Watching paint dry
I’m feeling irritable on-the-verge-of-tears. It’s the opposite of ‘flow’ – blockage, like a drain that’s full of hair and scum and food waste. Arghh! What it makes me want to do is anything rather than keep writing. I want to make a cup of tea, play computer games, even – god help us – tidy my room. Anything but put one word after another till the page is filled. But that’s what I’m going to do nonetheless. Even if it’s the old stratagem of writing ‘I don’t know what to write’ over and over.
You know, even as I wrote that I could feel it easing slightly. I had given up on writing anything interesting. That took the pressure off.

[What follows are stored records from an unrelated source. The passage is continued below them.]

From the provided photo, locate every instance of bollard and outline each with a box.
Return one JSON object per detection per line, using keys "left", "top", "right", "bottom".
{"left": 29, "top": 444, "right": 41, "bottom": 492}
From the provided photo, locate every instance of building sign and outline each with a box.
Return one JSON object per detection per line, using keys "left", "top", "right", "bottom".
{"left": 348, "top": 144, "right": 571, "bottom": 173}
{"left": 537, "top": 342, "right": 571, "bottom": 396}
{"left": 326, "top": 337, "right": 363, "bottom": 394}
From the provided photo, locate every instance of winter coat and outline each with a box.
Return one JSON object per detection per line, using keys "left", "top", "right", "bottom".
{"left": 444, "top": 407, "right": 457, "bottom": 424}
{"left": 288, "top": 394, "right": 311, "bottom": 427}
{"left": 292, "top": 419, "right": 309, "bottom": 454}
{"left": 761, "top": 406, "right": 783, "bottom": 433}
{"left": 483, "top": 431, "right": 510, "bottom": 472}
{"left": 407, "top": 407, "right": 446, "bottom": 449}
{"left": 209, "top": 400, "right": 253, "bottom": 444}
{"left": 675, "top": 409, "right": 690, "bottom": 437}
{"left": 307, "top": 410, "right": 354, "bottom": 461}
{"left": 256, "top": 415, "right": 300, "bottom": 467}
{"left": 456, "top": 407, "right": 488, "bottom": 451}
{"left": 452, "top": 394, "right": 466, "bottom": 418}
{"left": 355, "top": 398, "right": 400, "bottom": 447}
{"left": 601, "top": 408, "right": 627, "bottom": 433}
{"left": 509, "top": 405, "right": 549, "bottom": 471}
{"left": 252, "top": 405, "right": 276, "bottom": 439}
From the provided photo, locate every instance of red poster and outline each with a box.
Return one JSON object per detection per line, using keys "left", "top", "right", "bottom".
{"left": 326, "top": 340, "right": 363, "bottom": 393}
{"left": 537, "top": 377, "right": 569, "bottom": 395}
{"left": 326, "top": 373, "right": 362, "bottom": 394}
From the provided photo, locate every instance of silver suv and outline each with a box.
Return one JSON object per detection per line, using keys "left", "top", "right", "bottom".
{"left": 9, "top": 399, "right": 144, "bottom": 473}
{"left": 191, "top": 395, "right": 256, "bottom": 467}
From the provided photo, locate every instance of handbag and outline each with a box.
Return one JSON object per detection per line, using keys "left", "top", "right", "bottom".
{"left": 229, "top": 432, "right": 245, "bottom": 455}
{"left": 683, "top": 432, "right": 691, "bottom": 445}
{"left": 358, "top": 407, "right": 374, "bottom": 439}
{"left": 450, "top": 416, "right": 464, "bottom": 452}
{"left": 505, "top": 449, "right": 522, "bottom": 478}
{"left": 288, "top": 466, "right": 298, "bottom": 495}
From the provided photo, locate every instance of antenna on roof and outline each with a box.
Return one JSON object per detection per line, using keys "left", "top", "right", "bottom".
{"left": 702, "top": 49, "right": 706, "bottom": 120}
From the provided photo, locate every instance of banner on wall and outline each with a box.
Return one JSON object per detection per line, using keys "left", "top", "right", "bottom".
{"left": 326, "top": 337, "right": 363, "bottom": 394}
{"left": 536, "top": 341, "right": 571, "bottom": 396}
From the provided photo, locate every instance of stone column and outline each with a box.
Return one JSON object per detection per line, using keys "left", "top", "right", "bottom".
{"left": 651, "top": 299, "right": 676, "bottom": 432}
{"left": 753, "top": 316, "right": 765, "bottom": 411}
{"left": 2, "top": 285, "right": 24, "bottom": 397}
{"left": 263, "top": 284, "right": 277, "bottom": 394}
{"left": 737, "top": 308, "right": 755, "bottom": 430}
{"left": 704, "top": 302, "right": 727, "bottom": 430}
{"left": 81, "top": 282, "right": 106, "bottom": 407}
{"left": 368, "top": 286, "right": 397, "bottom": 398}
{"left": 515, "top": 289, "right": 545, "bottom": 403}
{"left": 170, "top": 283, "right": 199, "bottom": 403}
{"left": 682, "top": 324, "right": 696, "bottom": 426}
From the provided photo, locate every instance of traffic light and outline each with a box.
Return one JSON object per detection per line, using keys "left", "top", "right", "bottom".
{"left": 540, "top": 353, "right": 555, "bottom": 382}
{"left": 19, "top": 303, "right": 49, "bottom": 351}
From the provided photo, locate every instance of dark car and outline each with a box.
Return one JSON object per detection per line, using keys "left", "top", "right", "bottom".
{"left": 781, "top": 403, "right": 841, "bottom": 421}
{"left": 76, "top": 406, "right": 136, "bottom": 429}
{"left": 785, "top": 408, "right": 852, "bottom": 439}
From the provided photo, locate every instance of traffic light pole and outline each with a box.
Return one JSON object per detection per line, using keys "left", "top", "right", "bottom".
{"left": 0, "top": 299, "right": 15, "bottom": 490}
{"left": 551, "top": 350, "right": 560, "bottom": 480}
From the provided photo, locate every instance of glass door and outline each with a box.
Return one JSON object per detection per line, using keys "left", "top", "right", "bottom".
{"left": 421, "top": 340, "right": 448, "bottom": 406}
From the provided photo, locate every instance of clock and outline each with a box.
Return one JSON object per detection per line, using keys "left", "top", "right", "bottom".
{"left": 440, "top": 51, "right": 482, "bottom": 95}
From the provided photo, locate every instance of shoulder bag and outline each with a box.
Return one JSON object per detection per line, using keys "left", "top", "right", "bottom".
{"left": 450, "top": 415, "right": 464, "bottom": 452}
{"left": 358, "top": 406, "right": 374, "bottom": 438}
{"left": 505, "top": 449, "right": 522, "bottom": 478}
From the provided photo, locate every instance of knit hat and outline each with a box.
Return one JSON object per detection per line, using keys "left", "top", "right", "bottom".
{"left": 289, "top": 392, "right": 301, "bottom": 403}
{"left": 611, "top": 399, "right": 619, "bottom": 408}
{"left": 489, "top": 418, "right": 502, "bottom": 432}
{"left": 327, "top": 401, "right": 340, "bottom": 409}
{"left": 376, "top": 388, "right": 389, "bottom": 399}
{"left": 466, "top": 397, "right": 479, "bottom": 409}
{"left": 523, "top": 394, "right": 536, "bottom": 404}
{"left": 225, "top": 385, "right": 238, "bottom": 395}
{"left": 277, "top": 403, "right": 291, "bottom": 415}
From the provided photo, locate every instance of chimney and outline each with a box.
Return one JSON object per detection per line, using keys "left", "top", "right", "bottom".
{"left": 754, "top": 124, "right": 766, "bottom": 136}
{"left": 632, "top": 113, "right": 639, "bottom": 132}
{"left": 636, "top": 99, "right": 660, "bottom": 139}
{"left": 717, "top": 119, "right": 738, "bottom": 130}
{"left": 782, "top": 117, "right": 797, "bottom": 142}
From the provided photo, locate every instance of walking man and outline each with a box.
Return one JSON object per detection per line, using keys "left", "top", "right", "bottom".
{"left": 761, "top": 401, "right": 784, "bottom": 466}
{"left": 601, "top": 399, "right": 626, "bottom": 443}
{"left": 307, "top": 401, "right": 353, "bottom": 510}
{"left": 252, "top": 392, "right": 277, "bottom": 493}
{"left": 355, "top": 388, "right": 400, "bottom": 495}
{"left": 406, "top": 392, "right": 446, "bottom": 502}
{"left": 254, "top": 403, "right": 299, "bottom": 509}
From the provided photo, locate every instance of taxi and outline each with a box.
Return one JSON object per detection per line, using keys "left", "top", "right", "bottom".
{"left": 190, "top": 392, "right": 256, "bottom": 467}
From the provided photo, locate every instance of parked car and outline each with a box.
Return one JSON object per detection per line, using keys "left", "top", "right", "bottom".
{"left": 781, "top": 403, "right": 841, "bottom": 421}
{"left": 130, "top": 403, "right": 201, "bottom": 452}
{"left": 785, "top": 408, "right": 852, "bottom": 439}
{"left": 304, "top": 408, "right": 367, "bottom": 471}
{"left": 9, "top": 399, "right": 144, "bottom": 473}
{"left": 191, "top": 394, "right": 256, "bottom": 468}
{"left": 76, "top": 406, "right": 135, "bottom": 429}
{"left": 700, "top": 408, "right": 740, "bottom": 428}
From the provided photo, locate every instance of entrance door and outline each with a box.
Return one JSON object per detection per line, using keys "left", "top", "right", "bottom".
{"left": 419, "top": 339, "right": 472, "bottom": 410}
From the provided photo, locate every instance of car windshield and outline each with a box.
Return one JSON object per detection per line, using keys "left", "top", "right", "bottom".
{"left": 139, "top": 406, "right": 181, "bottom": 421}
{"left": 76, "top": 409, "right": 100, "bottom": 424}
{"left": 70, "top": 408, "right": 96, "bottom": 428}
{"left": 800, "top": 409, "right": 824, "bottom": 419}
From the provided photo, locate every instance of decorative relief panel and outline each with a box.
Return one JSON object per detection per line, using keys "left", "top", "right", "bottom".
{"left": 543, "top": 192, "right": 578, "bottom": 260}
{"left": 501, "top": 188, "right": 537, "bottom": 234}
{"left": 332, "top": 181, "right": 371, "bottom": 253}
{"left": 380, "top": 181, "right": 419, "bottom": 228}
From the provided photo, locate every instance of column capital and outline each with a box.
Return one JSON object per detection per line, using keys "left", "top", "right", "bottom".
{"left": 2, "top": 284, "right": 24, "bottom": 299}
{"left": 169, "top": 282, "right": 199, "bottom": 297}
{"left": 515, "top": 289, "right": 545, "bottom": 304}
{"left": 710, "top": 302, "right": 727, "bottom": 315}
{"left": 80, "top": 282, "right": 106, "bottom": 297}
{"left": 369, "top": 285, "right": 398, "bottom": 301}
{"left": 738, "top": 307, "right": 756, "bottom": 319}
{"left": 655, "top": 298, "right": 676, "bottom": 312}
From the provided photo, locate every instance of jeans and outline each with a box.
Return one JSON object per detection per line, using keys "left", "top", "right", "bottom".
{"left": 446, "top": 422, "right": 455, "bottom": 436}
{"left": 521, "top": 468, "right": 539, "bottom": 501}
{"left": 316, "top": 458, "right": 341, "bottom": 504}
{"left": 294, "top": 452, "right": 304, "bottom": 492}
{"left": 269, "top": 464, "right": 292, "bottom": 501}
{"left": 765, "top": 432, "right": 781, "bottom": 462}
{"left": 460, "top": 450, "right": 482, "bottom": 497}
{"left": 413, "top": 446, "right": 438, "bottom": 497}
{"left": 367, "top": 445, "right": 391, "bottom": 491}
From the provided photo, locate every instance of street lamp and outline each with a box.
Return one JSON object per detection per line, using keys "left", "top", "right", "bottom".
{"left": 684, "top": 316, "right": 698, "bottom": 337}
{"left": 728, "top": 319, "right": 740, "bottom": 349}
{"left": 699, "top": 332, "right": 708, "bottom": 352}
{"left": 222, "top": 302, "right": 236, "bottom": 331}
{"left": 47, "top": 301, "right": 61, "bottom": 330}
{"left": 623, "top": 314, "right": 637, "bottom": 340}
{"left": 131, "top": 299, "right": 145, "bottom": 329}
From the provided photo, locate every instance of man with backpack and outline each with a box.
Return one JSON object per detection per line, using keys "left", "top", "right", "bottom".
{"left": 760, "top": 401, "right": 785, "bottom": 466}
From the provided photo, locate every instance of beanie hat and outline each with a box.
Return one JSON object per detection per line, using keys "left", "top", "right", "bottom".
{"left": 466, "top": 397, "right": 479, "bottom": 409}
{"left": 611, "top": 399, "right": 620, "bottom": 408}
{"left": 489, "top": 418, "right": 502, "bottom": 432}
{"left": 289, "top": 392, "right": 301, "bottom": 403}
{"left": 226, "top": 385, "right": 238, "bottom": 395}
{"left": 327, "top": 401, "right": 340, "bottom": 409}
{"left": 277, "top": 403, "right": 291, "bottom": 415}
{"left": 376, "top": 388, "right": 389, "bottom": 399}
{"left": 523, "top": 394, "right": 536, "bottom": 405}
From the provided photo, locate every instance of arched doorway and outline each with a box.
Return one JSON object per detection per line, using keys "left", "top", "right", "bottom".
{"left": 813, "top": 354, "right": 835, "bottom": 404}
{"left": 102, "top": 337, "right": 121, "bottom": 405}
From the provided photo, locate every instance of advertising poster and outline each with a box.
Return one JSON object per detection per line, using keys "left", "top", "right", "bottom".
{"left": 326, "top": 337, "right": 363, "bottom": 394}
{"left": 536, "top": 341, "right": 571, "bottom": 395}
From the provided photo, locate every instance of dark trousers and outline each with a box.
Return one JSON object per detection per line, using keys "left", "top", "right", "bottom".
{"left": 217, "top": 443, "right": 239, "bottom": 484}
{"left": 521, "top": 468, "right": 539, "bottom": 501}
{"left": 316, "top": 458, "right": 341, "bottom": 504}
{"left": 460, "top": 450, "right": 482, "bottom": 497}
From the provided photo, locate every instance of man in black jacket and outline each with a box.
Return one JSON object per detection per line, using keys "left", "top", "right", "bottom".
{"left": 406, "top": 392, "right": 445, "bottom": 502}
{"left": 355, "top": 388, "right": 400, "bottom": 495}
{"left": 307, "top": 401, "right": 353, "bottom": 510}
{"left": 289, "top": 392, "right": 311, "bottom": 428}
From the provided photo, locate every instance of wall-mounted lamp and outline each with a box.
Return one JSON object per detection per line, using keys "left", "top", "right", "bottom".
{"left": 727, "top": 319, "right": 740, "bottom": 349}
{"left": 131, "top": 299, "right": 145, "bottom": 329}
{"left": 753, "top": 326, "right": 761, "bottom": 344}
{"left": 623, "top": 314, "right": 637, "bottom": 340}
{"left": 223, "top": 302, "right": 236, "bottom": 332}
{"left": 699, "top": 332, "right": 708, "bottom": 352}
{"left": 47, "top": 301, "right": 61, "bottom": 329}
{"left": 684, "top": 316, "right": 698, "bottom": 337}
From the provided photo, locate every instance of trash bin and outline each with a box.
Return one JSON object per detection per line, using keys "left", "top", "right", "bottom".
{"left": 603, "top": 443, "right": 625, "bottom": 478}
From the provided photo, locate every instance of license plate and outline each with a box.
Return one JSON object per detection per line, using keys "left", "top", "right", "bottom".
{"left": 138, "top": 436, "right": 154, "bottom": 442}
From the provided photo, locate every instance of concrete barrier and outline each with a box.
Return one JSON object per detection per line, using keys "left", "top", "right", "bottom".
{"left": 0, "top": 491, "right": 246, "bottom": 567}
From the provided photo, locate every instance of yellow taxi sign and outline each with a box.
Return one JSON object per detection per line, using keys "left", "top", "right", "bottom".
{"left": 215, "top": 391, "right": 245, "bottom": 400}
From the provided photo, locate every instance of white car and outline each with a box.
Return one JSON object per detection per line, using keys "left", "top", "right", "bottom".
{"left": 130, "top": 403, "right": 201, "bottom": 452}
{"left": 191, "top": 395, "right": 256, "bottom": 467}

And I had begun to externalise the problem, to stand a little aside form it, to view it slightly askew. There is a moment in every Agatha Christie story when Poirot is “seeing the case the right way up for the first time”. All the elements have been presented, the information is all there, but until that moment he hadn’t been able to form a picture. It’s like the act of stepping away from a painting or sculpture you’re working on – walk around it, look at it from above, below, to the side. Suddenly something strikes you. Because in the real world there are always more elements, always thongs you have ignored because they didn’t fit the picture in your head – and now they seem to suggest or point to something different.
This is how you get unstuck. I’m now in full steam. I don’t feel that sicky self-irritation. I feel I want to illuminate this small area of writing practice. To draw attention to it, as if it were a discordant brush stroke or glaring chisel-gouge – which when you look again is the thing that makes the piece, the thing that opens it up to interesting possibilities.
This is what Wet Wednesdays is about: stepping back from the irritation, the dry scratchings, and looking at what it says about the writing process (or any deep practice).
There is a phrase “as interesting as watching paint dry”. But have you ever done that? It *is* interesting. It happens at different rates according to the minute properties of the surface – whether you’re talking about a wall or a canvas. The still-wet area is generally darker. Why is that? The wet surface absorbs more light I suppose. You’d expect the opposite. Large bodies of water have a glassy reflective surface. Why is it when it’s on fabric that the surface is rough? I guess it’s the difference between a puddle of water on a rock depression and a thin surface wetting of the same rock. In the first the water clings to itself, forms a body with its own reflective surface. In the second, the water clings to the rock’s surface and amplifies the irregularities. That’s my explanation. I may be wrong. I think it’s quite interesting. QED.
The process of writing about boredom and irritation can be similarly illuminating. At least that’s what I’m hoping.